On this day 250 years ago in the Revolution — September 2, 1774

On this day 250 years ago, Patriots estimated to total from 2000 to more than 20,000, occupied the towns of Charlestown (now Somerville) and Cambridge, Massachusetts in response to the Powder Alarm. The assembled crowd demanded and received the resignation of royal officials who lived in Cambridge including Lieutenant Governor Thomas Oliver and Judges Samuel Danforth and Joseph Lee who were all members of the Governor’s Mandamus Council. They also chased the despised tax collector, Benjamin Hallowell, from town on horseback into Boston. The supposed commander of the Colony’s militia General William Brattle and Attorney General Jonathan Sewell likewise fled to Boston.

Recognizing that all of Massachusetts had risen to oppose his plans to seize gunpowder and military stores in the colony, Governor Gage wrote Lord Dartmouth, secretary of state for the colonies, that although he had intended “to send a Body of Troops to Worcester, to protect the Courts there, . . . Disturbance being so general, and not confined to any particular Spot,” he did not know “where to send them to be of Use.” Sending soldiers to enforce royal authority in Massachusetts outside of Boston would require “dividing them in small Detachments, and tempt Numbers to fall upon them, which was reported to be the Scheme of the Directors of these Operations.” Gage assumed that the assembled crowds of Patriots were all being directed by Sam Adams, Joseph Warren and the Patriot leaders when in fact the risings were all spontaneous and actually surprised and to some extent alarmed the Patriot leadership.

Also on this day 250 years ago in Braintree, Massachusetts Abigail Adams wrote to her husband John in Philadelphia concerning the events in Cambridge:

I own I feel not a little agitated with the accounts I have this day received from Town. Great commotions have arisen in concequence of the discovery of a Tratorous plot of Colonel Brattle’s—his advice to Gage to Break every commisiond officer, and to seize the province and Towns Stock of powder.3 This has so enraged and exasperated the people that there is great apprehension of an immediate rupture. They have been all in flames ever since the new fangled counsellors have taken their oaths. The importance with which they consider the meeting of the Congress, and the result thereof to the community, withholds the arm of vengance already lifted but which would most certainly fall with accumalated wrath upon Brattle were it posible to come at him, but no sooner did he discover that his treachery had taken air, than he fled not only to Boston, but into the camp for Safety.

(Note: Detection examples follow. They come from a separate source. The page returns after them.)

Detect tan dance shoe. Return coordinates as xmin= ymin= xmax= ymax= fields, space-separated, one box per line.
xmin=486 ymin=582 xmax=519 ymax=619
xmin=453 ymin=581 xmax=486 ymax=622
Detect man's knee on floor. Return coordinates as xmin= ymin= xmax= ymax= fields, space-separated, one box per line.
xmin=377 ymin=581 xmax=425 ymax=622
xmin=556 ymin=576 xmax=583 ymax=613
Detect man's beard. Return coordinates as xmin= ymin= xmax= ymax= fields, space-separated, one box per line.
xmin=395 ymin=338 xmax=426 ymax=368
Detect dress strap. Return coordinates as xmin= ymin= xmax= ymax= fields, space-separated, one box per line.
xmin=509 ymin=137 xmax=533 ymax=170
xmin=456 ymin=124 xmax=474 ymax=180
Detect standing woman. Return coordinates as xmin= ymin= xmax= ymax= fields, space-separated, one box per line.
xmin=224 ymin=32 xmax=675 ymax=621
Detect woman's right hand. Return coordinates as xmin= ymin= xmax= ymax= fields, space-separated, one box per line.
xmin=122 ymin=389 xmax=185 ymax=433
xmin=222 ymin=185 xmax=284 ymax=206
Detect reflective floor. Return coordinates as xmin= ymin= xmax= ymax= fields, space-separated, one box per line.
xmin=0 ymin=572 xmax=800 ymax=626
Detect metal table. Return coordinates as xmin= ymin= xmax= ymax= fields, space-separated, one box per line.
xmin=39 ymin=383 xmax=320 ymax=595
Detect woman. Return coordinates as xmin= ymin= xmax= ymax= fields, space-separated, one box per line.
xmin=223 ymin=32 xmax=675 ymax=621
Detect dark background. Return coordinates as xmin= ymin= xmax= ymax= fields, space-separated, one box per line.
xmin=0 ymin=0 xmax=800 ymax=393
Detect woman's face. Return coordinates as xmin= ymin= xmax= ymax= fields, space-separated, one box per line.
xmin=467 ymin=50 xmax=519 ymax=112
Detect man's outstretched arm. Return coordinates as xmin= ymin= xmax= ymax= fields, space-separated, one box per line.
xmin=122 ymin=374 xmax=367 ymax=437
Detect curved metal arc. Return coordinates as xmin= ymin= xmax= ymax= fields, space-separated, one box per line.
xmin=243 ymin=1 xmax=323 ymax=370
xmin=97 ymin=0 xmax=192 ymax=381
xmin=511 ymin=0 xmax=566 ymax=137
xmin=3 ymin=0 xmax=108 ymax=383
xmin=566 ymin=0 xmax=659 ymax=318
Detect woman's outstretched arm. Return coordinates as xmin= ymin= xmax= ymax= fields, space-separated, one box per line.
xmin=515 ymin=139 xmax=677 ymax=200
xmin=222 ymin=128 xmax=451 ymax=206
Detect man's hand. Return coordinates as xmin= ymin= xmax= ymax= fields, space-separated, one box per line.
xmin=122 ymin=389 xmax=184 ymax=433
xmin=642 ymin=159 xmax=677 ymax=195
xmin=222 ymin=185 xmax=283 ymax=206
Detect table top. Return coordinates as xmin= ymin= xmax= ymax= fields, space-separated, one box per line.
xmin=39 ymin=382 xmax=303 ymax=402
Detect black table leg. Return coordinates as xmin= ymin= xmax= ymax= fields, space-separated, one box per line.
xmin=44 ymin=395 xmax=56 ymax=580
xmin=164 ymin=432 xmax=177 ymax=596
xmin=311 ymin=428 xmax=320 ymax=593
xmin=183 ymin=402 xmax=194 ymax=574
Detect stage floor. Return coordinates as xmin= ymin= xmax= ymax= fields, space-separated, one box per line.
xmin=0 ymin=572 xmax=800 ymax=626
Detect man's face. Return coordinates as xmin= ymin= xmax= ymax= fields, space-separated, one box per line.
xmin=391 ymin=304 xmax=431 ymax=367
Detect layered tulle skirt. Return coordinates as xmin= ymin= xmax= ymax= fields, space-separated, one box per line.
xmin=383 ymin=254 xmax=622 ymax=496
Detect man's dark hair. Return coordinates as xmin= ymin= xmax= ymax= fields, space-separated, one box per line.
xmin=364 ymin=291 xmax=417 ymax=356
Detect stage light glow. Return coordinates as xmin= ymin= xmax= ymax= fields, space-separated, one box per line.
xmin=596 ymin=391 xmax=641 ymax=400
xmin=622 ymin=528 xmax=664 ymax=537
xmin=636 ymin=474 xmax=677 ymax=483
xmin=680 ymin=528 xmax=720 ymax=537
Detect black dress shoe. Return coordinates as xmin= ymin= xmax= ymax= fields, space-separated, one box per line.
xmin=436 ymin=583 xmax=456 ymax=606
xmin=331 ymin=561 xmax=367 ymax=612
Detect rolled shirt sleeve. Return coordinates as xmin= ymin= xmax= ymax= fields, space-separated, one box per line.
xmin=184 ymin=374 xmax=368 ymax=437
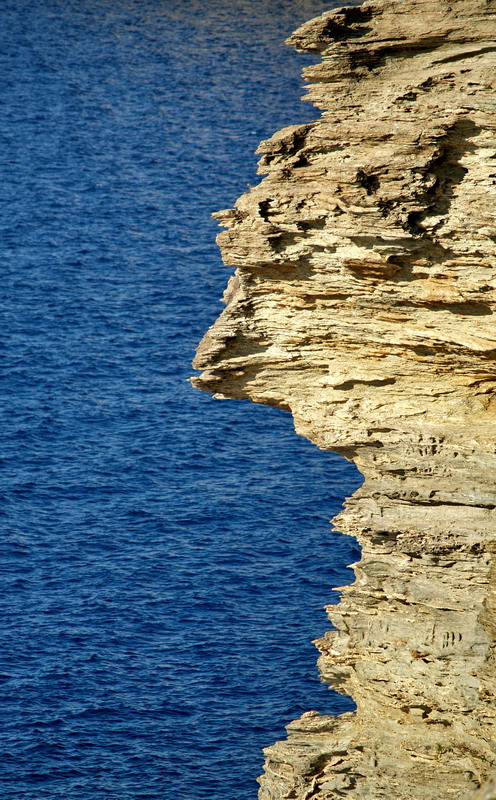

Sources: https://www.americainclass.org/sources/makingrevolution/rebellion/text2/oliverloyalistsviolence.pdf; https://historycambridge.org/Cambridge-Revolution/Brattle%20House.html; https://allthingsliberty.com/2017/03/country-crowds-revolutionary-massachusetts-mobs-militia/#_edn19; https://founders.archives.gov/?q=%222%20September%201774%22&s=1111311111&sa=&r=1&sr=

The National Park Service, History Cambridge, the Somerville Museum, and other Massachusetts organizations will be commemorated the Powder Alarm at the Powder House and other locations in Cambridge and Somerville starting today, September 2, 2024 with a lecture on Wednesday, September 4, 2024. https://www.nps.gov/long/learn/news/events-in-cambridge-and-somerville-mark-the-250th-anniversary-of-the-powder-alarm.htm

Also on this day 250 years ago, George Washington, Edmund Pendleton and Patrick Henry arrived at Rock Hall, Maryland on their way to the First Continental Congress in Philadelphia. They “lodged at New Town on the Chester” and the next day they had “Breakfast at Down’s (Galena).”